After getting kicked out of another band, this time by Kyle (Jason Ritter, who prefers to write songs about monsters), for having songs that are too “sad” and serious, Alex (Ryan O’Nan) meets further injustice during a “gig” playing for handicapped children. His lyrics cause one of the children to stab him with a fake knife while he croons at them about death dressed as a pink moose. Furthermore, this is all compounded by a recent breakup and his completely irresponsible choice to take this “gig” and get fired from his vague office job by boss, Jack (Christopher McDonald). But just when life seems to be nothing but a shit sandwich, along comes Jim (Michael Weston), a sort of idiot savant, who has been stalking Alex since he saw him in a show with Kyle. Hearing Alex was kicked out of his band, Jim decides to get Alex to travel from the East coast to California, playing gigs along the way. Jim, whose musical instruments can all be purchased at Toys-R-Us, somehow convinces Alex, and the two drive off, eventually picking up a punkie groupie named Cassidy (Arielle Kebbel), who describes Alex’s lyrics as something Bowie would’ve written when he was six. Another observer describes them as “The Shins meets Sesame Street.” Of course, a romantic engagement develops between Cassidy and Alex and a minor tiff with Jim sends Alex for support from his conservative older brother (Andrew McCarthy).
A lot of people might owe O’Nan favors (or vice versa), with an astounding amount of well known cameos, from Wilmer Valderrama, Christopher McDonald, Jason Ritter, and Melissa Leo all popping up for a sequence. And not to mention Andrew McCarthy in a slightly larger role as the older, Fundamentalist Christian brother to our protagonist. But all the stars in a clear lit sky would fail to elevate the proceedings above the mediocre mark. There’s a lot going on outside the lens that O’Nan won’t show us, including two violent episodes that get referenced and described repeatedly (like Alex punching a handicapped child repeatedly or choking a co-worker). But worse, there’s plenty of scenes where the dialogue feels stale, rehearsed, and over thought, with some lines falling so flat one expects to hear a laugh track rushed in. The film continually paints characters in extremes, such as the juxtaposition of Alex and his Christian brother, a man who won’t even allow the word ‘homosexual’ to be uttered in front of his child, or how one is either purely corporate or so creative they can’t retain steady employment.

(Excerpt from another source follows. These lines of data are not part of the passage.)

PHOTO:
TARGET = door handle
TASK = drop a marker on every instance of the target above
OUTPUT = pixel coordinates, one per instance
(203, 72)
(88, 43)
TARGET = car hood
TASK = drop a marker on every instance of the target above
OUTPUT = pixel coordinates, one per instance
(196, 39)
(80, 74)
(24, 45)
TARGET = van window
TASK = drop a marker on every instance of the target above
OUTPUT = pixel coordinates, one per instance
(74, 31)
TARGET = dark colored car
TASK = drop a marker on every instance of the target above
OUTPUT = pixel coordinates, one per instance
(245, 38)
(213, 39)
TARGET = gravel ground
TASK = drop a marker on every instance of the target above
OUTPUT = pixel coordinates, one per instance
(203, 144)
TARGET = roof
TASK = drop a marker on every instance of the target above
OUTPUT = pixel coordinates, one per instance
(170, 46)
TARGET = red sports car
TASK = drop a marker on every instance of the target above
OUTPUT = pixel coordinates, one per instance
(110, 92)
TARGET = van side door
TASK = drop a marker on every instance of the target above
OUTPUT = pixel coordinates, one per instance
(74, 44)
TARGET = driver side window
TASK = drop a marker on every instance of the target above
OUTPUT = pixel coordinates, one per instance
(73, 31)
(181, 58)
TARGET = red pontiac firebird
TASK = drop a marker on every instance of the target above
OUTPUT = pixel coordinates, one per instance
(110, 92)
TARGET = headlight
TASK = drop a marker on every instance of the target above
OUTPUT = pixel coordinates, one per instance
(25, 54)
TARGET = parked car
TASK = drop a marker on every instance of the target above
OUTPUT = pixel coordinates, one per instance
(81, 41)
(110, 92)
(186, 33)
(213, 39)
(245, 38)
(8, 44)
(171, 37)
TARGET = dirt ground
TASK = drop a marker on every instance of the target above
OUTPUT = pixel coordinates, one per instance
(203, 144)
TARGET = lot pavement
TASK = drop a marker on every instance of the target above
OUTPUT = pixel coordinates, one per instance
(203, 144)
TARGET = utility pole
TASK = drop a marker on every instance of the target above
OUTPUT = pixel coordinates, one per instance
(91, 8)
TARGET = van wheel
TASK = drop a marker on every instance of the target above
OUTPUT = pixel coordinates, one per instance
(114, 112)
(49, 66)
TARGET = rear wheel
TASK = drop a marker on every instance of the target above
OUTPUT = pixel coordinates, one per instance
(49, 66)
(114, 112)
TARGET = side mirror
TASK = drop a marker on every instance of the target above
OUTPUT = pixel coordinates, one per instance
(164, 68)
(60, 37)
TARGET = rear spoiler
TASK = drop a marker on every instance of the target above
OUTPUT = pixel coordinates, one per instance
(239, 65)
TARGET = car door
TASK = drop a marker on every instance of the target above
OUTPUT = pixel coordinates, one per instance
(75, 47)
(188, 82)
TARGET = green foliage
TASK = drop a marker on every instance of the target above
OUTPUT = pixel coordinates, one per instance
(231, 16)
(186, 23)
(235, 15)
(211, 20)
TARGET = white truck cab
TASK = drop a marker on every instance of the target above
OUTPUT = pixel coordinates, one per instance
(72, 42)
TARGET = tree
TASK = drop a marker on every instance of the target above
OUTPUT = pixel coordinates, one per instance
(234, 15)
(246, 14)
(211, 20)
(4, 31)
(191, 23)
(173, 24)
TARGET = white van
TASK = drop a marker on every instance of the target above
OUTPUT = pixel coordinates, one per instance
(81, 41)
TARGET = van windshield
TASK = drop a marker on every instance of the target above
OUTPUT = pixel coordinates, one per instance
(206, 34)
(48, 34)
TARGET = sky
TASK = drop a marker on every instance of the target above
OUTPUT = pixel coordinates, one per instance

Add to that a mountain of clichés (a real estate is like chess speech; dopey frat boys of Theta Beta Potata) and you won’t realize how long you’ve been cringing until you get to the next song. On a lighter note, Weston and O’Nan do make a likeable duo, and they have an odd charm together on screen. And kudos to O’Nan for being well meaning (playing at a frat house, Alex announces that they will play a song for boys who like girls and girls who like boys, while Jim adds that their music can also be enjoyed by boys who like boys), but this isn’t enough to carry Brooklyn Brothers Beat the Best beyond another story about two white and creative heterosexual men trying to live the dream.